I work with organizations that are ready to do the work, not just talk about it. That includes nonprofits, community foundations, state and federal agencies, universities, industry associations, Tribes, and the consulting firms that serve them. Some of the organizations I have worked with include:
How I Work With Organizations
Private Training
Custom grant writing training delivered to your team and partners. Sessions are scoped to where your people actually are, not a generic curriculum. Topics include:
Grant writing fundamentals
Budget design and budget narratives
Grant prospect research
Logic models and theories of change
Reviewer perspectives and scoring
Formats:
In-person workshops
Multi-part webinar series
Conference presentations
Recorded video content
Training clients include:
University of Washington Disability Resources for Students · Kitsap Community Resources · Twisp Works · Michigan State Housing Development Authority · Archdiocese of Seattle · Colorado Community Health Network · Travel Oregon · Alaska Recreation and Park Association · Falmouth Institute
Grant Readiness & Strategy
Before an organization can win grants, the foundation has to be in place: a clear case for support, a working budget structure, defensible outcomes, and a prospect pipeline that fits your mission. I scope grant readiness engagements based on what your organization actually needs, not a one-size assessment, and not a deliverable you cannot use after I leave.
What we build:
A clear case for support
A working budget structure
Defensible outcomes
A prospect pipeline aligned to your mission
Optional follow-on:
One strong grant proposal that becomes your reusable template. Not ongoing writing — a controlled handoff that builds internal capability.
Strategic clients include:
Community Foundation of North Central Washington · Thriving Together NCW · Alesek Institute
Grantmaker Services
For organizations that distribute funds — foundations, government agencies, and associations running grant programs — I work on the funder's side of the table. I review submitted proposals and identify the patterns reviewers see again and again. I help design or refine review processes and scoring rubrics that produce consistent, defensible decisions. And I train your applicant pool so the proposals coming in are stronger, more aligned with your priorities, and easier for your reviewers to evaluate.
This work often surfaces things a grantmaker already suspects but has not had time to test: where the application is creating unnecessary friction, where the scoring rubric is misaligned with the stated priorities, where applicants need clearer guidance to compete fairly.
What I do:
Review submitted proposals and surface patterns
Design or refine review processes and scoring rubrics
Train your applicant pool to submit stronger proposals
Grantmaker clients include:
Washington State Tourism · School's Out Washington · 4Culture
How We Work Together
Every engagement starts with a discovery call to understand what you are working on, what has and has not worked, and what success would look like.
From there, I write a scoped proposal: deliverables, timeline, and investment.

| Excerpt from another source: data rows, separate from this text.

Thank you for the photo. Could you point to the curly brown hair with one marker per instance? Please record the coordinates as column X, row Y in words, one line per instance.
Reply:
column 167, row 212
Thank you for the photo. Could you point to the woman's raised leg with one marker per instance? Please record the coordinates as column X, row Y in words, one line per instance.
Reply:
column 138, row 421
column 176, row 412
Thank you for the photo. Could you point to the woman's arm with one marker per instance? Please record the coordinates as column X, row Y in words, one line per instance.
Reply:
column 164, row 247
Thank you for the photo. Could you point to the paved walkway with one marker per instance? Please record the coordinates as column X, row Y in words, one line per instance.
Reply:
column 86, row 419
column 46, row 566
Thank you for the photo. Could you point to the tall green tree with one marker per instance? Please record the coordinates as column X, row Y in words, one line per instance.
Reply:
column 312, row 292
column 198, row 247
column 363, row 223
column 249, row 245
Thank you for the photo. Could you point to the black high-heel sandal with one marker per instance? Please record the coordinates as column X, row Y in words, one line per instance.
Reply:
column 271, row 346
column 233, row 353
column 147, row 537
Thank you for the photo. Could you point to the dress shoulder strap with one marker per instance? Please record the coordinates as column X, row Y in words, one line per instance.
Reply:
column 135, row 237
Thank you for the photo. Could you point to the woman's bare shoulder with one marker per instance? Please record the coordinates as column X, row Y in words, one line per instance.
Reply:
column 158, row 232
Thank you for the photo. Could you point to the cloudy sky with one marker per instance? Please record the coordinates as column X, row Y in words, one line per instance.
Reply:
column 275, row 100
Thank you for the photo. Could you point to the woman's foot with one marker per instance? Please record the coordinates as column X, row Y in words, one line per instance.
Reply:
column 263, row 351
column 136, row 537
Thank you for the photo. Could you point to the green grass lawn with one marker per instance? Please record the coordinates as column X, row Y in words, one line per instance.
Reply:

Engagements range from a single training session to multi-month strategic partnerships. Pricing is conversation-based because your context is.
If we are a fit, we move forward. If we are not, I will tell you where to look instead.
In Their Own Words
About Allison
Allison Welch, M.Ed., GPC, is one of approximately 30 GPCI-approved trainers in the country. She has more than 25 years of experience in grant writing across all four roles that matter: writer, reviewer, nonprofit employee, and consultant. She is the author of The "Of Course" Factor: A Guide to Meaningful Grant Writing (October 2026).
Allison has also taught grant writing as faculty at The Evergreen State College, Western Washington University, Seattle Central College, Everett Community College, Olympia College, and other colleges and universities.
She founded Spark the Fire Grant Writing Classes in 2008 and has trained students in all 50 states and internationally. Her institutional work is grounded in the same principle as her courses: centering purpose, not hustle.